In September, the Royal Academy of Arts will present a solo exhibition of works by the Chinese artist Ai Weiwei. This follows his installation of porcelain sunflower seeds in Tate Modern’s Turbine Hall, a solo show at Blenheim Palace and two solo exhibitions at the Lisson Gallery (which represents him). Peculiarly, the Royal Academy’s press release claims that Ai’s work has not been seen extensively in Britain, which might suggest that its press team doesn’t get out much. He has certainly been exhibited here more than other key Chinese contemporary artists such as Zeng Fanzhi, Yang Fudong or Gu Wenda.
Ai transcends the art world, particularly since his arrest by the Chinese authorities in April 2011 when he was held without charge for 81 days. His detention sparked petitions, protests, a Free Ai Weiwei website and an Anish Kapoor-led lip-syncing video of the South Korean pop hit ‘Gangnam Style’ featuring prominent art-world figures. Mysteriously, the Chinese authorities failed to bow to pressure from the staff of MoMA, Norman Rosenthal and the Serpentine Gallery team dancing in the style of a jaunty horse-rider. A few months after his arrest, Ai was named as the most powerful person in Art Review’s Power 100 (he’s since drifted down to number 15, although that is still above Gerhard Richter, Jay Jopling and François Pinault).
Behind the adulation, however, there is a growing feeling that the actual artwork Ai produces is simply not up to much. In 2013 there were a couple of significant take-downs of his work. The first was an in-depth essay by the art critic Jed Perl. While making clear his admiration for Ai’s stand against the Chinese authorities, Perl argued that his art was alternately inane or derivative of American modernism. The early work is described as ‘highly diluted Dadaism’ and the later work as ‘postmodern minimalist political kitsch, albeit in the name of a just cause’. A more withering assessment came from Francesco Bonami, one of the art world’s most well-respected and plainly spoken curators. ‘I hate Ai Weiwei,’ Bonami said in an interview. ‘I think he should be put in jail for his art, and not for his dissidence ...I think he exploits his dissidence in favour of promoting his art.’ Bonami’s critique was fleshed out by Colin Chinnery in a review for Frieze in September 2014. Like Perl, Chinnery noted his respect for Ai’s political stance but argued that the artist had moved from focusing on China’s political issues to a relentlessl focus on himself.

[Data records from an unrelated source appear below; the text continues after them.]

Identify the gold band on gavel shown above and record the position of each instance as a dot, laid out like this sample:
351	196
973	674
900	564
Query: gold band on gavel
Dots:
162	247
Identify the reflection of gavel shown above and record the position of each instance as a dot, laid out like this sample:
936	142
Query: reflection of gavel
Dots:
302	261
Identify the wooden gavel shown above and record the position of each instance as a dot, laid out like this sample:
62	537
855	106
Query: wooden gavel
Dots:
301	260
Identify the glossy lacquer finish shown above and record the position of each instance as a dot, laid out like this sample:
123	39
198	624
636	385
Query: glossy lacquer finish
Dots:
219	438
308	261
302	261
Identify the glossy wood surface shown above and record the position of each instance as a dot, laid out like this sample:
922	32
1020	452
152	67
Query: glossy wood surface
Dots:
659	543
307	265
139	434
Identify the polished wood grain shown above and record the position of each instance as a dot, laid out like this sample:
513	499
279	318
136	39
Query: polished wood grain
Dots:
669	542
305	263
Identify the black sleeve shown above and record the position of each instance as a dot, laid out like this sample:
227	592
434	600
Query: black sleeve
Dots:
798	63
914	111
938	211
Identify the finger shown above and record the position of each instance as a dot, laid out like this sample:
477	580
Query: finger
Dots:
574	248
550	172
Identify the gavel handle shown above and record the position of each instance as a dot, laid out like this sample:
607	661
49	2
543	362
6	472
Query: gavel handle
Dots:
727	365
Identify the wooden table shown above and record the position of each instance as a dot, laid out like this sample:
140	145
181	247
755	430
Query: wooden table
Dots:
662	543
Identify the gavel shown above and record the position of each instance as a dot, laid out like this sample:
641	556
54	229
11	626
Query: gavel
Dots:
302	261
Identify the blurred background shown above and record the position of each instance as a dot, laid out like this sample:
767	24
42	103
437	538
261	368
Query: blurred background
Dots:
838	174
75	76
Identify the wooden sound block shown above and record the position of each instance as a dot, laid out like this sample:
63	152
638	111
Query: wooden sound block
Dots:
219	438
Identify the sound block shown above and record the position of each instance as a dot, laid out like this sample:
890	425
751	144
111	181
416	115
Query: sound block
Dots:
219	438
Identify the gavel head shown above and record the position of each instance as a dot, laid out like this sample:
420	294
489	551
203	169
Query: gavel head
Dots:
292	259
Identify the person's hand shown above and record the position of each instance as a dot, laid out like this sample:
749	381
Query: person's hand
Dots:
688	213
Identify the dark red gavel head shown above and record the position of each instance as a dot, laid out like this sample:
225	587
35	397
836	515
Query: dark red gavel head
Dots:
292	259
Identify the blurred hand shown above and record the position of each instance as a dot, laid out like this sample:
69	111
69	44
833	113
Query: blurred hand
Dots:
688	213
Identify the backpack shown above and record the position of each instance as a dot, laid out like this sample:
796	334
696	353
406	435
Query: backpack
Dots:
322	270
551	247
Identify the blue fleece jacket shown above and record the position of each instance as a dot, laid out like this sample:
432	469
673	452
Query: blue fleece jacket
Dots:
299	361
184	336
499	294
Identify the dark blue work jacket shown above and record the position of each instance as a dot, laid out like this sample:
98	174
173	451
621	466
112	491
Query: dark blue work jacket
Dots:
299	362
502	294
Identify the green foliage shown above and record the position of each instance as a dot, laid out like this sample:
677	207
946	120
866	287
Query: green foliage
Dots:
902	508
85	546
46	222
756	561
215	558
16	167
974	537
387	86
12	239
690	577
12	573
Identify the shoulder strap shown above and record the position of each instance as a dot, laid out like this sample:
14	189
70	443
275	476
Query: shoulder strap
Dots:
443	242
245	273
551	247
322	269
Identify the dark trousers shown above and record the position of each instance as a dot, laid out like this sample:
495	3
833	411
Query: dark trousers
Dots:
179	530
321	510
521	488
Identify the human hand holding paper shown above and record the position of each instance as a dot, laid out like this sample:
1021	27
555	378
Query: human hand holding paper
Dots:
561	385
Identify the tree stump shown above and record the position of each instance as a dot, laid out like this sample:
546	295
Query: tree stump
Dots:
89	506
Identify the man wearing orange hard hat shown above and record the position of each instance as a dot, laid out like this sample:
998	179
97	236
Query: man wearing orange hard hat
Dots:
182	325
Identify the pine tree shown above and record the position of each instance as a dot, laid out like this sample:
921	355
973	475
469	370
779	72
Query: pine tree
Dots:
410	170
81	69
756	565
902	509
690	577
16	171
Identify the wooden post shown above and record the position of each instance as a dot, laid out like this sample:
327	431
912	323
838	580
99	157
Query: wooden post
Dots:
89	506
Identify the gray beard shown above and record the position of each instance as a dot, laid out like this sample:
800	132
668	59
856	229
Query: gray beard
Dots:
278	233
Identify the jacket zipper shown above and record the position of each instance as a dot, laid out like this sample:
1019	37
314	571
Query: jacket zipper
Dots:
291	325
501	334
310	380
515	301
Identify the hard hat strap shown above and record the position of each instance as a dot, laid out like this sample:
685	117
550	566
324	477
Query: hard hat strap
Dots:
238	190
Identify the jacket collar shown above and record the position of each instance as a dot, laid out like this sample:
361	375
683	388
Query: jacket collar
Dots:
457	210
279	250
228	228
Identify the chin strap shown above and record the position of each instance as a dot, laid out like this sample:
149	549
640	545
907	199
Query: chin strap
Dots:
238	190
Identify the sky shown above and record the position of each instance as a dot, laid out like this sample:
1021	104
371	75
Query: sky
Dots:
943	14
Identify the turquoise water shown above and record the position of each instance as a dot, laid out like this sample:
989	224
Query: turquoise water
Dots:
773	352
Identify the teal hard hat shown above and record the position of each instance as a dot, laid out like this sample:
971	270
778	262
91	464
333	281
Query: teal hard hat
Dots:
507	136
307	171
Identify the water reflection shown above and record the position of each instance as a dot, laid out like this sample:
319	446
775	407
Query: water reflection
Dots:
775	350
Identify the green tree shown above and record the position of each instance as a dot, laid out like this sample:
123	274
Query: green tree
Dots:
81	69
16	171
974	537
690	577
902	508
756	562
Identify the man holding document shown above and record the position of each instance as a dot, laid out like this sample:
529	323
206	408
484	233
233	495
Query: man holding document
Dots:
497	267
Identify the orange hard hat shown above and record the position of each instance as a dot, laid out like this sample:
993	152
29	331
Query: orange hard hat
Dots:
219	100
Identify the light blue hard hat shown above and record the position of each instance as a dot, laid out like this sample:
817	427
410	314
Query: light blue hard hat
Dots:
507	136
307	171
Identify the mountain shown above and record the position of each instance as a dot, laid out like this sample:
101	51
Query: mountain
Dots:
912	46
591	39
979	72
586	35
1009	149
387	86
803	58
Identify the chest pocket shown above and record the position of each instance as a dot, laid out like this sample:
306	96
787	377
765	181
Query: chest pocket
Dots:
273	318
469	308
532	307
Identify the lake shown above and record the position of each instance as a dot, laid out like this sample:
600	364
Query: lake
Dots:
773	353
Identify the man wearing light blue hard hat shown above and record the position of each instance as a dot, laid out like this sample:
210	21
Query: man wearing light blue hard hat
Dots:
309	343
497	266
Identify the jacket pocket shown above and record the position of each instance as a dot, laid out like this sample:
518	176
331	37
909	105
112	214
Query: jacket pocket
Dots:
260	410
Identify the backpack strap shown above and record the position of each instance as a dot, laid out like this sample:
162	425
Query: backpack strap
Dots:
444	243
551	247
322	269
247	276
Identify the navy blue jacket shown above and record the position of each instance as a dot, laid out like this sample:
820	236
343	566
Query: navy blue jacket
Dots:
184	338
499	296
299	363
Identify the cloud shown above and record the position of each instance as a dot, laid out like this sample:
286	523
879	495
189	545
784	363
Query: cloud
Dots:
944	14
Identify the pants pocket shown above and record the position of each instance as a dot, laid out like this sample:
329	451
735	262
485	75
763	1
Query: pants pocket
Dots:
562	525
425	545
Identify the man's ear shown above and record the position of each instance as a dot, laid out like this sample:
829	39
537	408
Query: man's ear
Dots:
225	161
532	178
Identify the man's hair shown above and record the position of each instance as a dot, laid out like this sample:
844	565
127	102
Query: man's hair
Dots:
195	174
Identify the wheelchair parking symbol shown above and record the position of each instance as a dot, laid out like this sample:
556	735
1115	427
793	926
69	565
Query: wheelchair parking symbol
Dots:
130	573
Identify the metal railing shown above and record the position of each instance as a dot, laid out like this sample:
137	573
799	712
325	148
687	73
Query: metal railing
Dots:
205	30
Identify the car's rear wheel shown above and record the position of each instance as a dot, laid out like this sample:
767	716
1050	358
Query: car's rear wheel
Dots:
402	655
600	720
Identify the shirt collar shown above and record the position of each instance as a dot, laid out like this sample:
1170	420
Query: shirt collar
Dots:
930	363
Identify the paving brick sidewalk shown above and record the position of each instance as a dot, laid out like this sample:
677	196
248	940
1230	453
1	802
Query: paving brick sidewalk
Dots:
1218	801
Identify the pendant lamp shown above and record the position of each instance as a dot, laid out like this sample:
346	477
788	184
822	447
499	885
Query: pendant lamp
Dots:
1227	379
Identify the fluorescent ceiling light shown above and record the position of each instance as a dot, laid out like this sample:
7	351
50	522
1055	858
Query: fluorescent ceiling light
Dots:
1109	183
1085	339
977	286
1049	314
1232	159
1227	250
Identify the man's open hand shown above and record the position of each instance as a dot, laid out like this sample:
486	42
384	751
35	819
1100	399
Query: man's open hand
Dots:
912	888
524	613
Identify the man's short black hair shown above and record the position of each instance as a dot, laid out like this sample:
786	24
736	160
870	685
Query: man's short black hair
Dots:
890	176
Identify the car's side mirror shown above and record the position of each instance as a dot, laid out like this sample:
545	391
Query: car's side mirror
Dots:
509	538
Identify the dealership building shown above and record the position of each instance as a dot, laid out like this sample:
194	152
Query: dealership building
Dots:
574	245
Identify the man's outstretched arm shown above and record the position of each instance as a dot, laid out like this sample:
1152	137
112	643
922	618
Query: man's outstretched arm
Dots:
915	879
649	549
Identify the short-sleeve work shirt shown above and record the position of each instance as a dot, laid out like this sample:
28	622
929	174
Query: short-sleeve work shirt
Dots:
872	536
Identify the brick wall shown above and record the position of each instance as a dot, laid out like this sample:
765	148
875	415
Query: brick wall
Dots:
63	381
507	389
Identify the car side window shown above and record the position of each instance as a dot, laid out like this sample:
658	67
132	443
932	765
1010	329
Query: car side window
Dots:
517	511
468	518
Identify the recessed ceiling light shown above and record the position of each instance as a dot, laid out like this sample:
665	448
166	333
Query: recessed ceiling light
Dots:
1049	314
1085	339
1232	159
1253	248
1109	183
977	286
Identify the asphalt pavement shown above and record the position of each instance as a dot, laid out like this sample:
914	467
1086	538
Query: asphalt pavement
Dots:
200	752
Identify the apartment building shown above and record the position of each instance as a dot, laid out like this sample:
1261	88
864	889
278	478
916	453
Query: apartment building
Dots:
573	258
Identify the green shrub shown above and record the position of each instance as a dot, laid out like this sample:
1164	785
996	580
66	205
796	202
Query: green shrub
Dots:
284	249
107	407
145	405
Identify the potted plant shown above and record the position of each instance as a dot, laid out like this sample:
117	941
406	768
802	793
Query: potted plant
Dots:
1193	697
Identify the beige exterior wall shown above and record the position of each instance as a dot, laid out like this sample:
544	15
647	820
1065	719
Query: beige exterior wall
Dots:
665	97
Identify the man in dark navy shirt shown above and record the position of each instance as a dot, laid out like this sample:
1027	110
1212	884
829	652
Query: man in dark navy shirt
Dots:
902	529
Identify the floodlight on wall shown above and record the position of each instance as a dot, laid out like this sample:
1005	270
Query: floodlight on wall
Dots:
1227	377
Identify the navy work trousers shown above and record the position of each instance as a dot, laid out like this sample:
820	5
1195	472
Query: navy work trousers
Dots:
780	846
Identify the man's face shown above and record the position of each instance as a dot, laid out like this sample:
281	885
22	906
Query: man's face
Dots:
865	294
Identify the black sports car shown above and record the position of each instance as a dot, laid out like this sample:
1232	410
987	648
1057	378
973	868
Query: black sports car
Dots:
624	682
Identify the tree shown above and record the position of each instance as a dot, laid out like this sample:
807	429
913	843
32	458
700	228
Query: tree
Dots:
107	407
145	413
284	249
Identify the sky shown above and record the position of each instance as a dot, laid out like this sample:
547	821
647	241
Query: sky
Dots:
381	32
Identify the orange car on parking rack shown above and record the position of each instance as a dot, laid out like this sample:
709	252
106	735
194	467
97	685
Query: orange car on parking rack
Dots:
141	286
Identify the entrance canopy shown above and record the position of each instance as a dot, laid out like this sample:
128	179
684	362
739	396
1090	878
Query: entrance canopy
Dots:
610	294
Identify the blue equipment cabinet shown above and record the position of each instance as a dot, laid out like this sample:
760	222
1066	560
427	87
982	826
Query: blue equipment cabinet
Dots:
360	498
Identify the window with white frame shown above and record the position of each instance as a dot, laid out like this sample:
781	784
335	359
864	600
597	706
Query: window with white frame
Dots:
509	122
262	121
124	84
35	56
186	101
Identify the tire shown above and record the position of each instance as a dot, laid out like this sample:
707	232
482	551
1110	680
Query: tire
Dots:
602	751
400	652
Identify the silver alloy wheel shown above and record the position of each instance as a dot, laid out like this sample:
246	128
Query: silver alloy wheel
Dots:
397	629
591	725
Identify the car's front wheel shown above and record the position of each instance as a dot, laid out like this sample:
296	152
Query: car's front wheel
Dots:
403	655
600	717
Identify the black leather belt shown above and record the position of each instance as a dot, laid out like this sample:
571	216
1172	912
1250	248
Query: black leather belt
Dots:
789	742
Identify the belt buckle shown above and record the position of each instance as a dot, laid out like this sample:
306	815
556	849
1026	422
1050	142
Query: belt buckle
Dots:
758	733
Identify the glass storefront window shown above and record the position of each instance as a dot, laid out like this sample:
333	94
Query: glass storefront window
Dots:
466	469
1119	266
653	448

Lurking beneath this is the suspicion that Ai’s valorisation by large sections of the western art world is shot through with a certain level of cultural condescension. Of all the well-known Chinese contemporary artists, Ai’s work is the most attuned to western modern art movements. He uses the now rather obvious Duchampian strategy of treating everything as a readymade and Chinese cultural artefacts are often recontextualised in his work in this way. He is an ideal Asian artist for lazy western curators, making works that signal their ‘Chinese-ness’ through him waving around Chinese objects such as Han vases, while saying appropriately negative things about the Chinese authorities. Bonami went a bit far. Ai Weiwei doesn’t deserve prison for his art, but on the other hand he probably doesn’t deserve the whole of the Royal Academy.